[rabbitmq-discuss] Clustering Issue

Tue Sep 1 18:41:10 BST 2009

Tony,

Thanks for responding. I'm not sure we're at a point where either of
these scenarios would be appealing. The first one requires additional
hardware and cost and I agree the second one just seems unnecessarily
redundant, not to mention the burden of clients ensuring uniqueness of a
message, probably using some DHT, again more hardware and cost.

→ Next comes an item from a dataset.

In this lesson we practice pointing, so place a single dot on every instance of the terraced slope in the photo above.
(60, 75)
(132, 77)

We're fortunate in that our current load requirements are such that we
can experiment a bit with several client-based consensus approaches to
mitigate down servers and provide near real-time failover. My real hope
was that RabbitMQ could provide server-side failover functionality or
some kind of loud, broadcasted failure, which clients could detect to
perform their own fail-over (reconnection, declare exchanges/queues,
etc.). This may fall outside the scope of AMQP but I think it could be
beneficial to your user base. 

For now I think we'll bake our failover into our client implementation.
Thanks again for taking the time to respond.

Jorge

-----Original Message-----
From: Tony Garnock-Jones [mailto:tonyg at lshift.net] 
Sent: Tuesday, September 01, 2009 3:45 AM
To: Jorge Varona
Cc: Matthias Radestock; rabbitmq-discuss at lists.rabbitmq.com
Subject: Re: [rabbitmq-discuss] Clustering Issue

Hi Jorge,

Jorge Varona wrote:
> do you have any recommendations on how I could
> provide a higher durability and fault-tolerance guarantees to my
> consumers?

There are a couple of approaches you could use, depending on your exact
requirements and the level of complexity you're willing to cope with.
The two main classes of solution are

 - run a shared filesystem underneath rabbit, with a hot standby if
   one server should fail. This separates data availability from
   service availability, and reduces the "no service" window to the
   failover interval.

 - run two servers and route *all* traffic through *both*, deduping
   at the receiving client. This gives as many nines of uptime as you
   want, at a cost in administrative complexity and bandwidth wastage

We've been talking about this stuff to various people recently so have
some illustrations of what we mean that might be useful: see
http://dev.lshift.net/tonyg/rabbitmq-intro-ha.pdf. [1]

Regards,
  Tony

[1]: A slightly earlier slide deck has a little bit more explanation
attached, and carries similar content otherwise:
http://dev.lshift.net/tonyg/Achieving%20Scale%20with%20Messaging%20and%2
0the%20Cloud%2020090709%20(with%20notes).pdf

-- 
 [][][] Tony Garnock-Jones     | Mob: +44 (0)7905 974 211
   [][] LShift Ltd             | Tel: +44 (0)20 7729 7060
 []  [] http://www.lshift.net/ | Email: tonyg at lshift.net